Let's go now and look at the live software and see what happened there. And here I've already executed this particular run and we just saw the screenshot of it, but you can see over here there are only ten variables altogether being made use of. So the primary variable is up here, that's the splitter, the telephone bill, and there are another nine competitors. So all of them are listed here, regardless of how poor their performance might be. You can see over here in this particular node, reading this number as 913, which is the score that comes for the best splitter. What we see over here is that the lowest scoring competitor has a score of 30, so that's dramatically less than the winner, and this thing does fall off reasonably, rapidly. When it comes to the surrogates, if you look at this pane over here, you can see that we actually were successful in finding eight surrogates. Now, you have the primary splitter, so that's one of ten variables. That means there's nine left. There could have been nine surrogates. In fact, we were only able to find eight, but you can see the Association score at the bottom is in fact going to be slightly greater than zero- but we're only showing zero over here. So, in this particular node, which is actually on the different side of the tree, we're seeing a rather different pattern when it comes to the surrogates for this particular split, and it's quite interesting that we are looking actually, at this side of the tree, rather than the other side which we examined before. And, whereas, on the right-hand side of the tree, it turned out that the marital status was a very useful surrogate. On the other side of the tree, and for the same splitter, it's different variables that to turn out to be the key. What we also see is that there are more variables being reported, as we would have expected. Look at the Improvements scores, and what you notice is that although the primary splitter has a score of 913, the best surrogate has an improvement score of only 178, so the best surrogate actually performs quite a bit worse than the variable that it's standing in for. Even so, the Association score of .25 says that using the surrogate reduces the error in comparison to using the default rule of sending all records to the larger node; larger child node. Even though that reduction in error is fairly good, but the overall performance of this variable is only so-so.
What are the controls?
For those of you that would prefer to control this by the command line, or who like to keep scripts which you constantly reuse, here is the syntax for controlling the competitors and surrogates. The main command is the BOPTIONS command, which controls a large number of options, COMPETITORS equals, and so in the example I just ran, I set that from the default of 5 to 10. CPRINT says, also, report on 10 competitors, in the classic output. SURROGATES equals 10, which says compute and keep track of up to 10 surrogates, and the PRINT equals 10, says, and also, print that many. These two numbers do not have to be the same. The print number is related just to reporting — it's the other number that refers to the actual computational side effects.

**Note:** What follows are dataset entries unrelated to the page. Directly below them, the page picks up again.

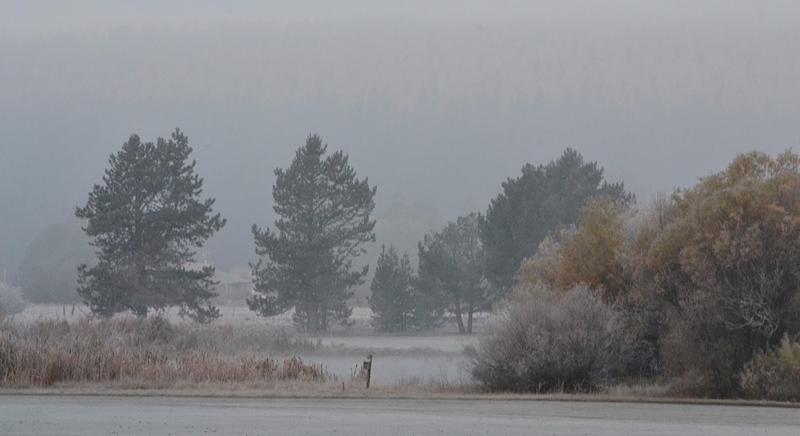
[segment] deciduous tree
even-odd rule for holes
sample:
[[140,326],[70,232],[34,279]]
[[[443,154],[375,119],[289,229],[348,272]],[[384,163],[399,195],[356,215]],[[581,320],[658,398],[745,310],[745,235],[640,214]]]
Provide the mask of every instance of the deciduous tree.
[[674,201],[643,259],[668,368],[730,395],[754,353],[800,333],[800,156],[741,155]]

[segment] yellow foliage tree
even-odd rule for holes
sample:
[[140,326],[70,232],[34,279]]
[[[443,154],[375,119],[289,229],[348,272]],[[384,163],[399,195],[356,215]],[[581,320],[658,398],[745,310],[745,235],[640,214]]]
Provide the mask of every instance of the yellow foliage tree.
[[737,157],[674,197],[643,267],[668,302],[665,354],[718,395],[754,352],[800,332],[800,157]]
[[550,235],[520,269],[521,283],[561,290],[585,285],[614,301],[629,280],[624,267],[625,209],[607,201],[589,203],[577,228]]

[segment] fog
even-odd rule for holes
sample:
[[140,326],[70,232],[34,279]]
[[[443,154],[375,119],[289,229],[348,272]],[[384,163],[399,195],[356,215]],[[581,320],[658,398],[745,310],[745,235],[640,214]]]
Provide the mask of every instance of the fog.
[[565,147],[646,201],[800,140],[796,2],[219,3],[0,1],[0,272],[133,132],[189,135],[222,267],[252,260],[312,132],[407,249]]

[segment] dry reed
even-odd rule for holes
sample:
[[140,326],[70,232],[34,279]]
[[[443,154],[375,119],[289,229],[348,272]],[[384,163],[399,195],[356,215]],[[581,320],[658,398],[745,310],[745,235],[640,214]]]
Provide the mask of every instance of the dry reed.
[[307,344],[275,330],[176,326],[161,318],[6,322],[0,324],[0,386],[137,382],[160,388],[328,378],[320,365],[263,355],[293,346]]

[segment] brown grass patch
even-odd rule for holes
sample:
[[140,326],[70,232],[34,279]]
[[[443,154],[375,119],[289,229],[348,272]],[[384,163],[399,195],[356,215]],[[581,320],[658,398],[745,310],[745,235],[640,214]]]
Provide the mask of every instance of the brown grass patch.
[[328,378],[321,365],[264,356],[292,347],[307,344],[293,343],[279,330],[176,326],[161,318],[6,322],[0,324],[0,386],[167,388]]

A very brief summary on this rather extensive discussion of this topic: the principal use of surrogates is the stand–in for the main splitter when a record of missing data is encountered. If we have more than one surrogate, they are rank ordered and they are processed, in order, as follows: if the primary splitter is missing, we try to make use of the number one surrogate. If the number one surrogate is missing, then we try to use the number two surrogate, and so forth. The secondary use of the surrogate is interpretation of the primary splitter, as we discussed before. A variable may appear as both a competitor and a surrogate for a given node, and this sometimes causes some confusion. We have to keep in mind, that the role the variable is playing is different in the two different sides of the report. When the variable is acting as a competitor, then it pays no attention to whatever the primary splitter did. But, when we are trying to use the variable as a surrogate, it is not free to do whatever it wants, but we need to try to make it as similar as possible to the primary splitter. Usually, if a variable appears as both a competitor and a surrogate, the split point for the competitor will be different than for the surrogate. Surrogate quality is measured by the Association score and the default rule, go with the majority, is a surrogate of last resort- meaning that we have no surrogates because none were found, or, if we have no surrogates, because for this particular record all the surrogates that we found happened to be missing, then we go with the majority, where majority "is a concept that is a weighted majority adjusted by priors" and we'll discuss elsewhere.
At this point, if you feel like you understand enough about competitors and surrogates, great. If you'd like to hear a little bit more about this topic, then we have a few more observations to make. So, let's grow another tree on this GB2000.xls-Zipped data set. We want to work with this data set because it has no missing values, which makes working through the examples much easier. Don't forget that CART always computes surrogates for the CART tree whether they're missing values or not. What CART is doing is, among other things, preparing for the future where future data may contain records of missing values. We're not going to try to make sense of this tree, and we'll look just at the mechanics.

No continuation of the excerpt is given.